Elliott Management to Push Nielsen Holdings to Sell
" Wall Street Journal (08/12/18) Lombardo, Cara"

Elliott Management Corp. has acquired an 8.4% stake in Nielsen Holdings PLC (NLSN), according to a filing Monday, and plans to push the TV-ratings company to sell itself. Numerous private-equity firms have expressed interest in Nielsen and bidders could include Elliott, according to sources. The company has been struggling in a rapidly changing retail environment, and it recently announced CEO Mitch Barns would step down at the end of this year. It has begun a search for his successor.  Elliott believes the company's “buy” segment has failed to keep up with competitors such as IRI, which has invested in data-intensive offerings, while Nielsen has continued to depend on its employees to provide analysis to clients, sources said. The fund wants Nielsen to launch a strategic review of the entire business rather than just the “buy” segment. Meanwhile, a Nielsen spokeswoman said the firm's board of directors continues to evaluate how to best position the business and is open to the views of its owners, including Elliott.  

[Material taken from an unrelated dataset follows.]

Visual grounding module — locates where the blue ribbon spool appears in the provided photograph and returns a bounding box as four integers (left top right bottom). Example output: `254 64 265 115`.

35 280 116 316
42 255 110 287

Icahn Dealt Another Blow as Glass Lewis Supports Cigna Deal
" Bloomberg (08/11/18) Deveau, Scott"

Glass Lewis & Co. has advised Cigna Corp. (CI) shareholders to vote for the company’s $54 billion deal for Express Scripts Holding Co. (ESRX) at an Aug. 24 shareholder meeting. The proxy advisor's recommendation—which echoes that of Institutional Shareholder Services Inc.—marks a setback for Carl Icahn's efforts to block the deal. “We find the proposed merger both strategically and financially compelling, structured in a reasonable manner from a valuation standpoint for Cigna shareholders,” Glass Lewis said in its report Friday. Icahn, who owns a 0.56% stake in Cigna, has argued the insurer is “dramatically overpaying” for Express Scripts. While he has admitted he faces an uphill battle to upend the deal, the billionaire investor has urged Cigna investors to vote against it, based in part on the threat from Inc. (AMZN) to Express Scripts's future. Icahn said he believed Cigna should pursue a multiyear partnership rather than a takeover, and use its cash to buy back shares. He said he believes Cigna could be worth $250 a share on a standalone basis and that Express Scripts, which he holds a short position in, would be worth less than $60 a share. Cigna closed Friday at $183.28 while shares in Express Scripts ended the trading day at $83.64. Glass Lewis said it believed the merger was set at a reasonable price, and would create a more diverse and integrated business model in the changing healthcare industry.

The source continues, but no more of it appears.